[![Open In Colab](https://colab.research.google.com/assets/colab-badge.svg)](https://colab.research.google.com/github/mravanba/comp551-notebooks/blob/master/EMforGaussianMixture.ipynb)

# Expectation Maximization for Gaussian Mixture Model
In K-means each datapoint is assigned to one cluster. An alternative is for each datapoint ($n$) to have a distribution over clusters -- that is $r_{n,k} \in [0,1]$ and $\sum_k r_{n,k} = 1$. To do this we can assume each cluster has a Gaussian distribution $\mathcal{N}(\mu_k, \Sigma_k)$. So we assume the data-distrubtion is a **mixture of Gaussians**
$$
p(x; \pi, \{\mu_k, \Sigma_k\}) = \sum_k \pi_k \mathcal{N}(x; \mu_k, \Sigma_k)
$$
where $\pi_k= p(z=k)$ with $\sum_k \pi_k = 1$ defining the weight of each Gaussian in the mixture. These weights should sum to one so that we have a valid pdf.
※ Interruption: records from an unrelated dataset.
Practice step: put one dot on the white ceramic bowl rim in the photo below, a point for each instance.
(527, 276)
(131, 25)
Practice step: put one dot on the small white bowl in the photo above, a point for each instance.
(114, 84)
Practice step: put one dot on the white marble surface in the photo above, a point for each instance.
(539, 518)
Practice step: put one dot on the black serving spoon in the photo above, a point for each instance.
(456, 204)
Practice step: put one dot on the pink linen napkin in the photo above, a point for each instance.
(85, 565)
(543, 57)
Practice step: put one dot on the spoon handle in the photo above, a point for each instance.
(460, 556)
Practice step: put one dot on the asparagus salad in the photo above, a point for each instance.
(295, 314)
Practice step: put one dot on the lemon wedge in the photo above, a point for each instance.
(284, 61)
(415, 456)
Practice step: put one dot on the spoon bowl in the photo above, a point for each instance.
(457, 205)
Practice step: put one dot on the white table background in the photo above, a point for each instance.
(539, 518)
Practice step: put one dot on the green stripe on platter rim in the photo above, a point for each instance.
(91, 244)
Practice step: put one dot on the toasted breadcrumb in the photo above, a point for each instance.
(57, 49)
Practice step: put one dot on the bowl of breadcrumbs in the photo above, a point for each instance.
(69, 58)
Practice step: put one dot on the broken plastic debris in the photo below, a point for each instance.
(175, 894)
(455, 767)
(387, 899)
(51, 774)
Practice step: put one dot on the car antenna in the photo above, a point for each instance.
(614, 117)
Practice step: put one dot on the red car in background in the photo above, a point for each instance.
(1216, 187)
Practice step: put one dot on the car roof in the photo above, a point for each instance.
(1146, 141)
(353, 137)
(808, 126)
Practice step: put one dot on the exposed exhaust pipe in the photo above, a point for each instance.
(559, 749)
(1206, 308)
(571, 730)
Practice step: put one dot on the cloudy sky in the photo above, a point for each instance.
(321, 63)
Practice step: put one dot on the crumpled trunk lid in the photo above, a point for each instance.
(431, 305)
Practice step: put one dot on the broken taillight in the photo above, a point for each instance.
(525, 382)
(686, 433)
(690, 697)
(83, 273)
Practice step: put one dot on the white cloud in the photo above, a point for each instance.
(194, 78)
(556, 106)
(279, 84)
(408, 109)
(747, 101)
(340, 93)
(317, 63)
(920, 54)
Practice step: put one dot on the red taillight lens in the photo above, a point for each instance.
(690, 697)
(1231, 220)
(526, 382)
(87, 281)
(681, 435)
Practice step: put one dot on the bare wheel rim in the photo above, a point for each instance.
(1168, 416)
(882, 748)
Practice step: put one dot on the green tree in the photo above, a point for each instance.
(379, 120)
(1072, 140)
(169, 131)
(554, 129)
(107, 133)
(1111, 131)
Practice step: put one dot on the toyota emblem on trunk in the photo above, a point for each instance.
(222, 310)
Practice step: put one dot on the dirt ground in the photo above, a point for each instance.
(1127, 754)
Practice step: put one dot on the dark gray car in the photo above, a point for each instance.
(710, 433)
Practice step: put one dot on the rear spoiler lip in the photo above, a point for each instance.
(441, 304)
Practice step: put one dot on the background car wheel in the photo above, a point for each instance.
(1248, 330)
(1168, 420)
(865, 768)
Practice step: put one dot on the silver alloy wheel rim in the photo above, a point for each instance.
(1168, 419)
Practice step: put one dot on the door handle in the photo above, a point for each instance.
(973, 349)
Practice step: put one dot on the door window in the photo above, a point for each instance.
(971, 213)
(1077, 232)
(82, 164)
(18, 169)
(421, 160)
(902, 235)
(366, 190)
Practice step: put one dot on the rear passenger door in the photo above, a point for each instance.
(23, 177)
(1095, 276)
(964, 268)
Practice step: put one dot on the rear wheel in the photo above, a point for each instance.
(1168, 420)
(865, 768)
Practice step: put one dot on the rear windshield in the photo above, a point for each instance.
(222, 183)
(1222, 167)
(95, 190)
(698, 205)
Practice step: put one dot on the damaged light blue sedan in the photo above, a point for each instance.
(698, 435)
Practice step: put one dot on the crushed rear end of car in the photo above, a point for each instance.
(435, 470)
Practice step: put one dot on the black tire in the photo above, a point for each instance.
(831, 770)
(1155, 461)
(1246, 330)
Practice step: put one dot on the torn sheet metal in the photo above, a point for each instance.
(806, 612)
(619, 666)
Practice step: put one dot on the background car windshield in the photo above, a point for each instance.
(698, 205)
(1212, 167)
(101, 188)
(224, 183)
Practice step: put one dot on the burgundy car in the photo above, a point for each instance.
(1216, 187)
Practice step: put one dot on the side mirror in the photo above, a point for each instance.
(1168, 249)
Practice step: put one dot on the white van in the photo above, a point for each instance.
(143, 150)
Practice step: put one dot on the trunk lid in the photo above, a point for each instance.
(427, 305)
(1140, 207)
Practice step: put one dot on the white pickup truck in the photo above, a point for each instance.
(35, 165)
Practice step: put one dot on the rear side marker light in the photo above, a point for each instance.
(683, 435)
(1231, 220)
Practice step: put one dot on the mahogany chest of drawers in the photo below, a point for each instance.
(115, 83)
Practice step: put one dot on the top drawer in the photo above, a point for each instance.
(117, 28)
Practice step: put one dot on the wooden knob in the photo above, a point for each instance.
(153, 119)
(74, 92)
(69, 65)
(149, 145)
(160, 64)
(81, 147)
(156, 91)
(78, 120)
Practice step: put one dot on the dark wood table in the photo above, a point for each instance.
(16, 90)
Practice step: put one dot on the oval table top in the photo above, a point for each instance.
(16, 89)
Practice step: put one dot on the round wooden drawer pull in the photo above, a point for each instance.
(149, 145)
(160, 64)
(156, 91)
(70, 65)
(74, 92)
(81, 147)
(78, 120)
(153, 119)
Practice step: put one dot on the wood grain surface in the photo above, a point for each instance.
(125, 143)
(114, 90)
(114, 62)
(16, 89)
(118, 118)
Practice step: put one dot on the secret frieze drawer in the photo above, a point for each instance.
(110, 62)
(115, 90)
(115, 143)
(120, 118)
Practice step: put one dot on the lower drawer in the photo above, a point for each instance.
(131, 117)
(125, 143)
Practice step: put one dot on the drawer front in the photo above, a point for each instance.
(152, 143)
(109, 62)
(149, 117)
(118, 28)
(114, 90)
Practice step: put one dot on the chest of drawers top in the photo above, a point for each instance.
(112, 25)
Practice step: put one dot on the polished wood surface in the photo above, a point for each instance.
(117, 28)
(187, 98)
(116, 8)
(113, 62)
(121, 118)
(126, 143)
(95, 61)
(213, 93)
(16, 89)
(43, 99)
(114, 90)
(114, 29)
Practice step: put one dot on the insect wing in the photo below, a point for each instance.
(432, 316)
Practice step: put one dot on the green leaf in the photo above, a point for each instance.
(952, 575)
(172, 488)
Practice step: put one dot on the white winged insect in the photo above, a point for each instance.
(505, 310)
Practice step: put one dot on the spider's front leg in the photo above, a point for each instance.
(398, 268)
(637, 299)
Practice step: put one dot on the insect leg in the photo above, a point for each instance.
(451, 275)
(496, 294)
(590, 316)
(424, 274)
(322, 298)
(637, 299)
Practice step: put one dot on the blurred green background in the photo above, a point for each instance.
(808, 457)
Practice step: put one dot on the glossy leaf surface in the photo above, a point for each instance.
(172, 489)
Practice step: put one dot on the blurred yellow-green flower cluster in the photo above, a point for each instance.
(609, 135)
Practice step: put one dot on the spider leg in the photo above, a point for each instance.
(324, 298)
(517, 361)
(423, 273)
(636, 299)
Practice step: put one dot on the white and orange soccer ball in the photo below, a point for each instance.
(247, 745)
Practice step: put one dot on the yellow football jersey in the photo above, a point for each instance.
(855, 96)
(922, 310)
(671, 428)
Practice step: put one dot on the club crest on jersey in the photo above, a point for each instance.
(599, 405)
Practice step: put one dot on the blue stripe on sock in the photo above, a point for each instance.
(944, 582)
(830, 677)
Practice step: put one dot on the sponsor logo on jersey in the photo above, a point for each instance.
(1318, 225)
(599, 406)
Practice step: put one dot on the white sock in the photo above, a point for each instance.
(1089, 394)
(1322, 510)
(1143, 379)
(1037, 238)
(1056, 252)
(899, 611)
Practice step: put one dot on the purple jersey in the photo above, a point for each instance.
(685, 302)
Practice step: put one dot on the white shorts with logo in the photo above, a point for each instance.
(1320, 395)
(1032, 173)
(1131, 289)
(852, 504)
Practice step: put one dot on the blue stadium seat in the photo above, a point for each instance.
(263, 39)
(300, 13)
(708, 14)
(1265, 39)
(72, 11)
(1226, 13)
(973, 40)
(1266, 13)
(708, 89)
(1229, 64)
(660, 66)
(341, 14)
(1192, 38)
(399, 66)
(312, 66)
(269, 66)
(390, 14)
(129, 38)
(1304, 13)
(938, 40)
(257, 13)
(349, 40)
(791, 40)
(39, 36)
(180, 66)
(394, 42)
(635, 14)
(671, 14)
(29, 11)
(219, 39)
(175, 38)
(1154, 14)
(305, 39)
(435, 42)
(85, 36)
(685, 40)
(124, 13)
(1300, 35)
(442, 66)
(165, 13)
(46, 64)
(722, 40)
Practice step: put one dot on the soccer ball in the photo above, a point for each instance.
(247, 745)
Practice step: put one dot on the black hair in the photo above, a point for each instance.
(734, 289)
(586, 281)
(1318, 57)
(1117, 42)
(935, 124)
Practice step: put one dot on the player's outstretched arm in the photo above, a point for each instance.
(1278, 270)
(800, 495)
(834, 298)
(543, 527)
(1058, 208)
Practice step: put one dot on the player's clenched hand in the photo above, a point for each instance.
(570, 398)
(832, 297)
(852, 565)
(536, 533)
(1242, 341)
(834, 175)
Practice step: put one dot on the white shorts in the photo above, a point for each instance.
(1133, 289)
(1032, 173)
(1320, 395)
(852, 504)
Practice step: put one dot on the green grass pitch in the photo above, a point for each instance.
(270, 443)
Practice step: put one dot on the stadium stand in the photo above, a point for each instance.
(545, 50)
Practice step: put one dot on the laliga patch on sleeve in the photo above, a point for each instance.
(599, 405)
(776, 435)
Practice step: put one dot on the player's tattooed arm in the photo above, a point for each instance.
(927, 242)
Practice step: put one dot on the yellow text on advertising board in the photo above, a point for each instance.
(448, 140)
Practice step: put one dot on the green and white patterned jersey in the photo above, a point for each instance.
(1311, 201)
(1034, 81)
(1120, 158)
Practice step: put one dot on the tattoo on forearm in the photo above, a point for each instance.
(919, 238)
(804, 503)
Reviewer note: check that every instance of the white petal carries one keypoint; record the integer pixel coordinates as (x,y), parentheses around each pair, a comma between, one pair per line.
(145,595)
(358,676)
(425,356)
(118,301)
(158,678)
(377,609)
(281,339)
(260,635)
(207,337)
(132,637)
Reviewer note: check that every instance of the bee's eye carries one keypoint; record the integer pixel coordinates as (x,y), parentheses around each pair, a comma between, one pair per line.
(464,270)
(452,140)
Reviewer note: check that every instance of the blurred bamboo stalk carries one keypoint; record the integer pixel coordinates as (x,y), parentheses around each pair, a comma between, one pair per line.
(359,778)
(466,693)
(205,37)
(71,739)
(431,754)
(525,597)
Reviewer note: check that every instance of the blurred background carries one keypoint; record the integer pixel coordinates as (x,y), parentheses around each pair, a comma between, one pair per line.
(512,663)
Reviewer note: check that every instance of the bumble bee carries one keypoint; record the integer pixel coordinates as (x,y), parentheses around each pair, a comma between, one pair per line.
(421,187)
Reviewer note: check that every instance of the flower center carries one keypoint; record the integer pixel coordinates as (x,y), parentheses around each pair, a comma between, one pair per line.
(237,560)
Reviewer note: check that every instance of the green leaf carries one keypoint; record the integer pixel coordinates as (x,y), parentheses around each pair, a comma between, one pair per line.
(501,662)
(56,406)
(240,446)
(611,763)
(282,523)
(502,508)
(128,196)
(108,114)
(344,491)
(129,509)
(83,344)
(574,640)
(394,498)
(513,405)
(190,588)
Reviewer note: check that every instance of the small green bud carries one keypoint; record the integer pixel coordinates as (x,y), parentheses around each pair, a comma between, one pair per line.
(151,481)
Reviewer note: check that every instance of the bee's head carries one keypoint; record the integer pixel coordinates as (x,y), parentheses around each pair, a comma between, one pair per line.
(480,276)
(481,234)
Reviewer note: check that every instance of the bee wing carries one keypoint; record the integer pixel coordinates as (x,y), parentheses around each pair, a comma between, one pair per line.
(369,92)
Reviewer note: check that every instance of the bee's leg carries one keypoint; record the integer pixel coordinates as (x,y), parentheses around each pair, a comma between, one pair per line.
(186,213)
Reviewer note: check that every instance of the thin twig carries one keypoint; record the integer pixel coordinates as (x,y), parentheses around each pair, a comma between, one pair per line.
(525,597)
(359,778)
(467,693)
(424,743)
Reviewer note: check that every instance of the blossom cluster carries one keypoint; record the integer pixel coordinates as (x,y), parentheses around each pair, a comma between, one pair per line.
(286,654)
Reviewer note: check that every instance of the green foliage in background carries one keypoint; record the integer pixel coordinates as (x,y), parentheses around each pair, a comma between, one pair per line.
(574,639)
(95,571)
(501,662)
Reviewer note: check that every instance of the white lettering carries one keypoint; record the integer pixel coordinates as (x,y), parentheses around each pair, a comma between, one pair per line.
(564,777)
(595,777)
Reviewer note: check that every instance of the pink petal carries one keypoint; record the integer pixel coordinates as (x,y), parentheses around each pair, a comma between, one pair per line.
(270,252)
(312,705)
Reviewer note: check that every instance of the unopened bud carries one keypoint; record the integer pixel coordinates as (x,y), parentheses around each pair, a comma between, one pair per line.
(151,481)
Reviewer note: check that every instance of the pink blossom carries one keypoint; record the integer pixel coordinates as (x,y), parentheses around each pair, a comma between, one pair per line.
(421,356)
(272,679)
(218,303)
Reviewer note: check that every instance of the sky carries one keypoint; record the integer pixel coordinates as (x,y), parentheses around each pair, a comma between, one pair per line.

To maximize the logarithm of the marginal-likelihood 
$\ell(\pi, \{\mu_k, \Sigma_k\}) = \sum_n \log \left ( \sum_k \pi_k \mathcal{N}(x; \mu_k, \Sigma_k) \right)$, we set its partial derivative wrt various parameters to zero. This gives us the value of these parameters in terms of membership probabilities, aka *responsibilities*: $r_{n,k} = p(z=k|x^{(n)})= \frac{\pi_k \mathcal{N}(x; \mu_k, \Sigma_k)}{\sum_c \pi_c \mathcal{N}(x; \mu_c, \Sigma_c)}$. Since responsibilities are functions of model parmeters, we perform an iterative updating of these two values:
1. update responsibilites given the model parameters 
2. given the responsibilities $r_{n,k}$, update the parameters $\mu_k, \Sigma_k$ and $\pi$. As we said these updates are given by taking the derivative of the log-likelihood:
    - New $\pi_k$ is easy to estimate, it is proportional to the $\sum_n r_{n,k}$. Since $\pi_k$ should sum to one we set
$$
\pi_k = \frac{\sum_n r_{n,k}}{\sum_{n,c} r_{n,c}}
$$
    - For $\mu_k$ and $\Sigma_k$ we need to estimate mean and covariance of a Gaussian using *weighted* samples, where the (unnormalized) weights for the $k^{th}$ Gaussian in the mixture are $r_{n,k} \forall n$.
\begin{align}
\mu_k &= \frac{\sum_n r_{n,k} x^{(n)}}{\sum_n r_{n,k}} \\
\Sigma_k &= \frac{ \sum_n r_{n,k} (x^{(n)} - \mu_k)(x^{(n)} - \mu_k)^\top }{\sum_n r_{n,k}}
\end{align}
The above gives us weighted mean and weighted covariance. We then repeat steps 1 and 2 similar to K-means.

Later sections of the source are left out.